A reader sent an interesting email today. I’ve been turning the ramifications of it over in my mind, now, for hours – and I’m still totally discombobulated. Y’all are just gonna have to help me figure this one out.
"Can you believe this? I started getting credit card applications at the temporary address I gave to FEMA in exchange for the $2000 "assistance" check.I emailed back and forth with the reader, and learned that 1. she came across someone else out there in cyberland who experienced this today, and 2. the credit card application came from Chase.
The only individual outside my immediate family and friends who has this address is FEMA. I have not registered new utilities under this address. I have not opened up new bank accounts. I did not do a change of address form with the post office because I am still getting mail delivered to my address in the point and I plan on re-settling permanently in the point once things calm down some more in the city."

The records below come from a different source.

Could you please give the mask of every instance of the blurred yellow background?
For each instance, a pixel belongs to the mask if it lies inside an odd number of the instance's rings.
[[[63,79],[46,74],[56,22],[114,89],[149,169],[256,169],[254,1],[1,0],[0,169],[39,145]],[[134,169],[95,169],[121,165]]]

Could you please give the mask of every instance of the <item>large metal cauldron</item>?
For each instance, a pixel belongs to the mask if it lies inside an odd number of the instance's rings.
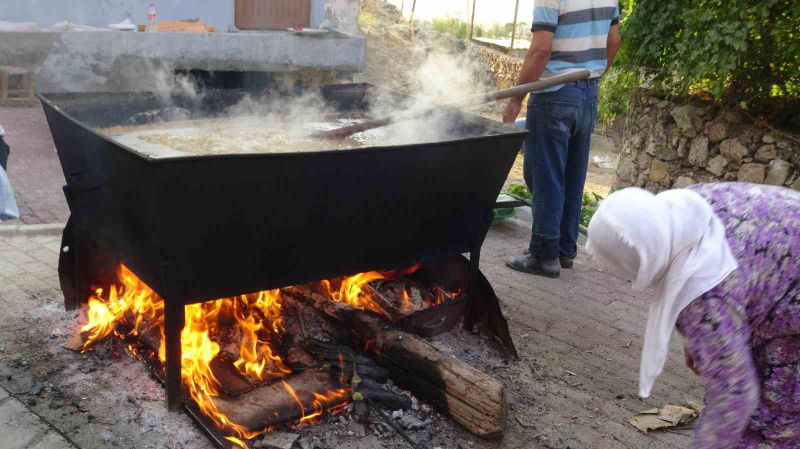
[[[337,85],[321,93],[337,108],[354,110],[367,107],[374,89]],[[213,117],[243,95],[171,101],[193,117]],[[123,125],[164,106],[157,97],[39,97],[67,181],[72,218],[65,241],[76,240],[76,249],[85,246],[81,241],[96,242],[166,302],[172,407],[184,304],[463,253],[471,253],[477,273],[493,205],[526,133],[451,111],[458,140],[151,159],[92,128]],[[82,263],[73,267],[78,283],[87,274]]]

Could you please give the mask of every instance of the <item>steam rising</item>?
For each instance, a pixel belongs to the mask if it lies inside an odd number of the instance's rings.
[[[157,83],[154,94],[164,105],[162,111],[173,111],[162,119],[169,121],[175,120],[174,117],[191,116],[190,111],[181,109],[181,105],[186,107],[187,104],[193,104],[195,109],[200,110],[197,106],[204,101],[206,93],[190,77],[175,76],[174,71],[166,69],[153,68],[153,73]],[[217,135],[212,137],[217,141],[237,141],[226,152],[263,152],[265,145],[270,144],[284,145],[283,149],[276,151],[285,152],[418,144],[475,136],[481,131],[465,129],[461,119],[462,112],[447,106],[488,90],[479,81],[478,73],[478,63],[465,56],[435,52],[408,76],[412,86],[410,97],[399,98],[392,92],[376,89],[370,92],[367,99],[369,109],[366,114],[338,112],[316,89],[306,89],[303,94],[298,94],[292,86],[280,86],[263,95],[246,95],[238,103],[228,107],[224,111],[224,116],[229,119],[224,122],[223,137],[219,134],[222,126],[219,121],[200,120],[192,122],[191,131],[181,129],[183,134],[176,139],[180,137],[184,142],[189,142],[186,139],[191,136],[187,136],[187,132],[209,135],[216,132]],[[175,110],[179,113],[175,113]],[[312,139],[309,137],[316,131],[386,117],[391,117],[394,123],[356,134],[346,141],[328,142],[327,146],[320,147],[318,143],[311,143]],[[192,119],[196,120],[197,117],[192,116]],[[233,136],[235,133],[241,135]],[[244,142],[255,142],[258,139],[261,141],[257,145]],[[125,143],[131,144],[130,140]],[[191,145],[186,146],[191,148]]]

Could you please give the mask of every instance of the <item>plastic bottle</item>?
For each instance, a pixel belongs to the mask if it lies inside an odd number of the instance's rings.
[[[150,4],[150,11],[147,13],[147,31],[158,31],[158,25],[156,25],[156,8],[153,4]]]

Now you know everything I know.
Is it possible that FEMA is selling lists of disaster victim names to hackers and marketers? Assuming they sold 1 million names, the going rate for mass-mailing lists is pretty low – anywhere from $10 - $100 per thousand names. Even if a buyer paid top dollar, the best you’d get for 1 million names is $100,000.
Surely FEMA isn’t thinking to offset the costs of Katrina this way? Wouldn’t that be kind of like raising money with a lemonade stand to pay for a private jet?
Even if the finances of it made sense, I have a question about that little privacy issue. A government entity can’t release names of citizens receiving assistance…can it? (Am I just naïve?)
Other than FEMA, I only have one other theory: Could someone who was taking the information from FEMA assistance applicants have assembled and privately sold such a list?
One way or another, this just smells wrong to me.